For the last five years, diners eager to try fusion cuisine in Yinchuan, Ningxia Hui autonomous region, have had just the place to go.
Located in the city's Jinfeng district, GJ Dining opened its doors in 2017.
The dishes and menu, the work of owner and chef Lesley Wan and her husband, Jia Honglong, are a combination of East and West.
"Fusion cuisine restaurants are common in Taiwan, but not here. Although there are many challenges to run this kind of restaurant in Yinchuan, market competition is less of a burden," said Wan, who first came to the city from Taiwan in 2015.
"I didn't expect such blue skies and good air quality. I was expecting deserts and vast grasslands," she said.
"The night market was just as bustling as in Taiwan, the roast mutton was delicious, and it was fun to ride a camel in the desert and sheepskin rafts on the Yellow River."
Besides the surprises and similarities to life in Taiwan, Wan did feel the warmth of the northwestern city and said she needed to use extra moisturizer.
Born in Taiwan in 1987, Wan majored in hotel management in Switzerland and got her first job with the Sheraton in Jinan, Shandong province.
Jia, her husband and a chef of Western cuisine, was one of her colleagues.
The two worked at the Sheraton in Macao for a while before deciding to start their own business in Yinchuan, Jia's hometown.
"We'd built up a great deal of catering business expertise over the years, so we felt that even if we failed, we'd still have other options," Wan said, speaking of their decision.

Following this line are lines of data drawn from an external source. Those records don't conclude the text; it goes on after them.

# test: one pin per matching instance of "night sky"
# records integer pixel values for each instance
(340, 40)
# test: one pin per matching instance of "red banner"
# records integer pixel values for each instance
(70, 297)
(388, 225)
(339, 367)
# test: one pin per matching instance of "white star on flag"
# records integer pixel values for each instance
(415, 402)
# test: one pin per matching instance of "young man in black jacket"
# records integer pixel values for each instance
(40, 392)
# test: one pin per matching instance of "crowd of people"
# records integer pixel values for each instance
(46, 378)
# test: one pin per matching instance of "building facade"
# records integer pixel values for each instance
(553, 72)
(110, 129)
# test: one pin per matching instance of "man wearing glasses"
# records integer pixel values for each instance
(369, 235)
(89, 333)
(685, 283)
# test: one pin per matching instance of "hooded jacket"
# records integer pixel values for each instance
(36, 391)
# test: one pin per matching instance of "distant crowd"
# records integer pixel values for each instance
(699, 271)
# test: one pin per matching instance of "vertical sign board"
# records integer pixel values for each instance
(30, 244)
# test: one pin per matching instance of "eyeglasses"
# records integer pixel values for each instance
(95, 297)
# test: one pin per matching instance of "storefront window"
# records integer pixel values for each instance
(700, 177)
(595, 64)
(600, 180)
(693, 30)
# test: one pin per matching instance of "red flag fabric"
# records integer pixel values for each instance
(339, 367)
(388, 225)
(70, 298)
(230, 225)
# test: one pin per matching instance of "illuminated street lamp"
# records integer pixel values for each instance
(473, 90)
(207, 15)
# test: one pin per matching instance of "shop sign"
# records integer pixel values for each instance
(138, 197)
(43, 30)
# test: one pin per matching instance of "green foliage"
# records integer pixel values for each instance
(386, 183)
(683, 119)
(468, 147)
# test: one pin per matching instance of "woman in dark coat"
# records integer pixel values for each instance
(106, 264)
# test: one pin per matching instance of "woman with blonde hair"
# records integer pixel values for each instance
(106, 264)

"Localization is key to sustainable business. There are so many good ingredients in Ningxia, and we thought it would be great to pour old wine into the new bottles."
Tan sheep, a breed unique to Ningxia and known for its tender meat, goji berries and wine are all products for which the region is famous.
"Although running a fusion cuisine restaurant is not as easy in Yinchuan as in Taipei, with the difficulties getting supplies and low public awareness of fusion cuisine, we also have many opportunities. As long as we have good tasting dishes at reasonable prices and good service, we will be able to build a bigger market," Wan said.
The couple also encountered difficulties recruiting staff, who need to be familiar with the dishes and knowledge of what wine goes best with what dish.
But the bitter is accompanied by the sweet.
"I became good friends with one of my customers, the very first to eat at our restaurant. We chatted happily that day, and she came by often after that," Wan said. "To my surprise, she sent me an oil painting when we opened our second restaurant, which was really touching."
It has been five years since Wan moved to Yinchuan. Things have changed, and she now has a child.
"I feel there has been more rainfall since 2018," she said. "The air is less dry and I have grown used to the climate."
The business environment has also changed, as Western restaurants have flourished.
"Now, people wanting to eat at our restaurants need to make a reservation three days ahead, or they may not be able to get a table," she said, smiling.
Wan's family has also been to Ningxia, visiting vineyards and deserts and tasting roast lamb.
"They also liked it here. People here are very welcoming, and the cost of living is relatively low," she said.
With both family and a career in Yinchuan, Wan hopes their restaurants develop into a bigger brand and that they can start a business in Taiwan in the future.